Per the report, the most concerning subset of this data is the $6.25 billion of loans maturing by year end 2023. Given that these loans will have to refinance at the near peak of the Fed tightening cycle, they could see their respective interest costs increase by 40 to 60 percent.

While this in itself is a difficult refinance scenario, what makes this that much more difficult for office properties is the current leasing environment. There has been significant spread widening between starting and effective rents in order to sign and retain tenants in strong markets. Per the Trepp and Compstak report, the spread has increased 340 bps for Class A buildings and 270 bps for class B buildings since the third quarter of 2019.

The spread expansion of effective and starting rents is important because it indicates that landlords are likely having to spend more or provide more concessions to achieve the same starting rents. The difficulty with these rent spreads is exacerbated by tenants signing shorter-term transactions for less space with minimal rent growth, making new leases and renewals that much more expensive.

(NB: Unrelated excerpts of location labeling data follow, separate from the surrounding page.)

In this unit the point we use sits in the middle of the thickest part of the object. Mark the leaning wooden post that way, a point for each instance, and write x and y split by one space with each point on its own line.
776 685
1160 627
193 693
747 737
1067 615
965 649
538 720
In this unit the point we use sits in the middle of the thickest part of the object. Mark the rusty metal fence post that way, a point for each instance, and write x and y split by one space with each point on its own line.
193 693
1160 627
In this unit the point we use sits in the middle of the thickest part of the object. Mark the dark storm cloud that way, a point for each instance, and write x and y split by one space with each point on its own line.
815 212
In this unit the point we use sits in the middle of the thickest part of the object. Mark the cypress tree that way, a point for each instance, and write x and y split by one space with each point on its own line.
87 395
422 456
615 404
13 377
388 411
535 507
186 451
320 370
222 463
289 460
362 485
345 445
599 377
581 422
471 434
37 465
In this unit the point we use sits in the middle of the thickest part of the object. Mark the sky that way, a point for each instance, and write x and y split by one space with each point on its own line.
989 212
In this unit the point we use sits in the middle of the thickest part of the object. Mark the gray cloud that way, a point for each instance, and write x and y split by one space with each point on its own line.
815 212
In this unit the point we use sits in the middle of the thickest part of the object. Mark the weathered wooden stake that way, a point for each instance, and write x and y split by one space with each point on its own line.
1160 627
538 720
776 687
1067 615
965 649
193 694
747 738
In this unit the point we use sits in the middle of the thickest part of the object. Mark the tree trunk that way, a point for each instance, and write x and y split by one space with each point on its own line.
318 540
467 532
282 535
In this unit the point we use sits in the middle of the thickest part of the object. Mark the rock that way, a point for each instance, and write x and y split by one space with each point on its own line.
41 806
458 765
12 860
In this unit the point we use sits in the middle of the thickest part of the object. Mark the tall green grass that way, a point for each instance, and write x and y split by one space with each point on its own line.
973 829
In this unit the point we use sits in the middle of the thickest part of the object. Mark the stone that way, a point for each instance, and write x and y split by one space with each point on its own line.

In conclusion, there are significant headwinds for the commercial lending market within the coming years. The office sector is facing stress that will likely take years to resolve. Cooperation between lenders and landlords will be required to clear this hurdle. There is a potential for loan defaults but there are many other financial disincentives for lenders to do so such as writing down the value of the loans, legal expenses from lengthy court cases, and transfer taxes.


The views expressed herein are presented for informational purposes only and are not intended as a recommendation to invest in any particular asset class or security or as a promise of future performance.  The information, opinions, and views contained herein are current only as of the date hereof and are subject to change at any time without prior notice.